The first and the key step after some pre-processing was image segmentation. What this step did was it grouped similar pixels into clumps of pixels called super pixels or segments in an unsupervised manner. We first tried K means but moved on to built in sophisticated segmentation algorithms in python's skimage library like quick shift segmentation. This is how an image looks like after segmentation:

With K-means:




With Felzenswalb’s and Quickshift:




These segments will be our objects and serve as a heuristic for similar pixels of a single object. The  labelled training data that we had was in form of something called shape files. Shape file is basically vector data like lines, polygons, etc. So our shape files marked certain areas in the image and labelled each pixel in that region.
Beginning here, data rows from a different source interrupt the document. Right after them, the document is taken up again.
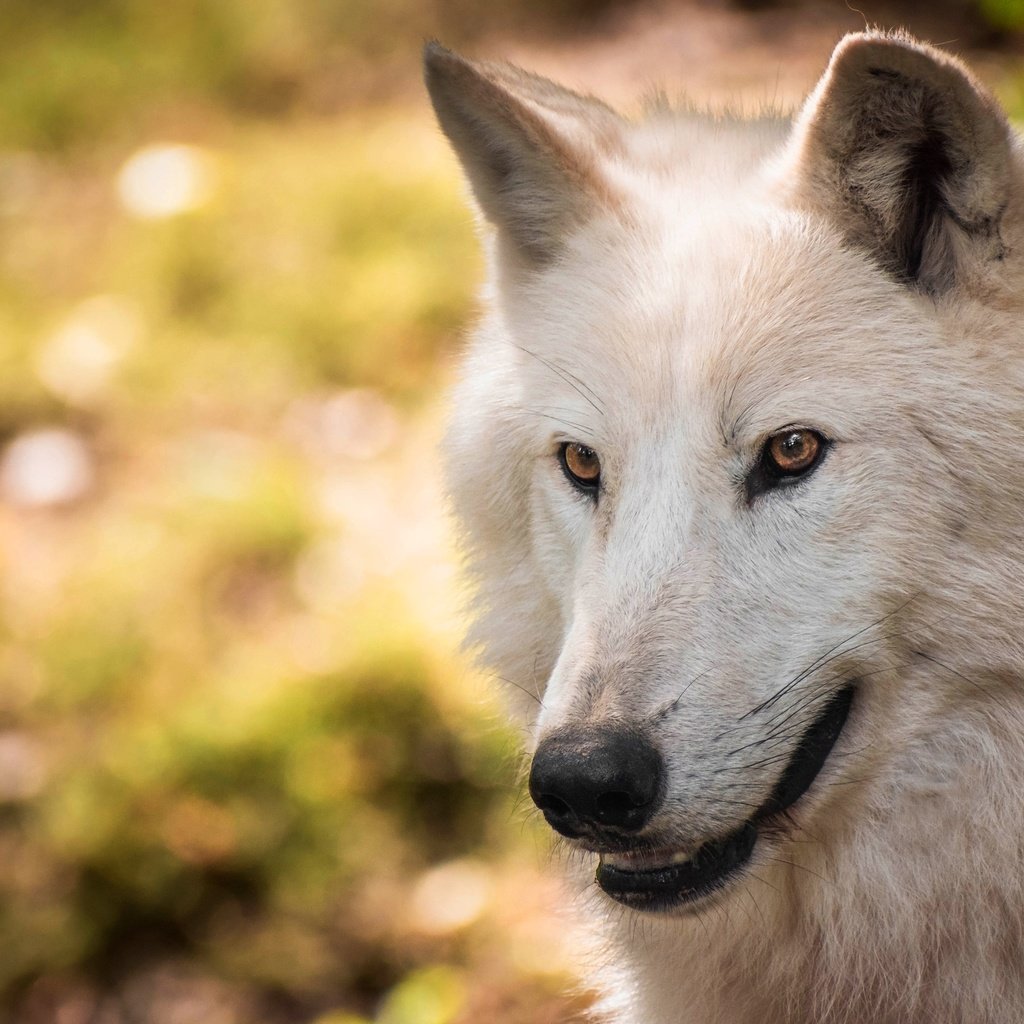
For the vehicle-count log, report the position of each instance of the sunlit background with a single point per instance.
(245, 776)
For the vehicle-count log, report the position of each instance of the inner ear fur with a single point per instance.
(528, 147)
(909, 155)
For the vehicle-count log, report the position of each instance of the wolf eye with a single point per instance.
(785, 458)
(581, 465)
(793, 453)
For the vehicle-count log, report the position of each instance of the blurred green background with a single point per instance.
(244, 774)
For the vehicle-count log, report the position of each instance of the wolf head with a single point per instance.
(736, 453)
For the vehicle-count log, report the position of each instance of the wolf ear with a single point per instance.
(528, 147)
(909, 155)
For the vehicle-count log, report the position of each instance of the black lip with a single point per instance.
(718, 860)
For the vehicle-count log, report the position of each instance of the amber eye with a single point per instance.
(786, 458)
(791, 453)
(581, 465)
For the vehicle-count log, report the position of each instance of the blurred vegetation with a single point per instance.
(242, 776)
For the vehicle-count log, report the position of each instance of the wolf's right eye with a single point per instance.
(581, 465)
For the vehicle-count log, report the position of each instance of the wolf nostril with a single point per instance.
(552, 805)
(600, 777)
(615, 807)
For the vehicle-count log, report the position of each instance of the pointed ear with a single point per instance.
(528, 147)
(910, 156)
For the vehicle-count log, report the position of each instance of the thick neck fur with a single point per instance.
(904, 909)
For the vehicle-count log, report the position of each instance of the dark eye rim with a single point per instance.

We mapped each labelled pixel to its corresponding segment and thus defined the training region in this image. Another challenge was data representation of segments because each segment consisted of variable number of pixels. How we got around this was using the scipy package to describe 6 statistics of each segment and use these six as attributes for the data representation of each segment. So once the training regions are isolated and we have a concise representation for each segment we can finally deploy our ML classifier to learn it. We used  SVM with linear and RBF kernels and random forests. Maximum accuracy of 97% was seen in random forest classifier.
The coolest thing about this project was that we built a machine learning model just out of a single image. I learnt a lot in this project and also got an opportunity to get a flavor of remote sensing area and exposure to GIS field which probably I would not have gotten anywhere else.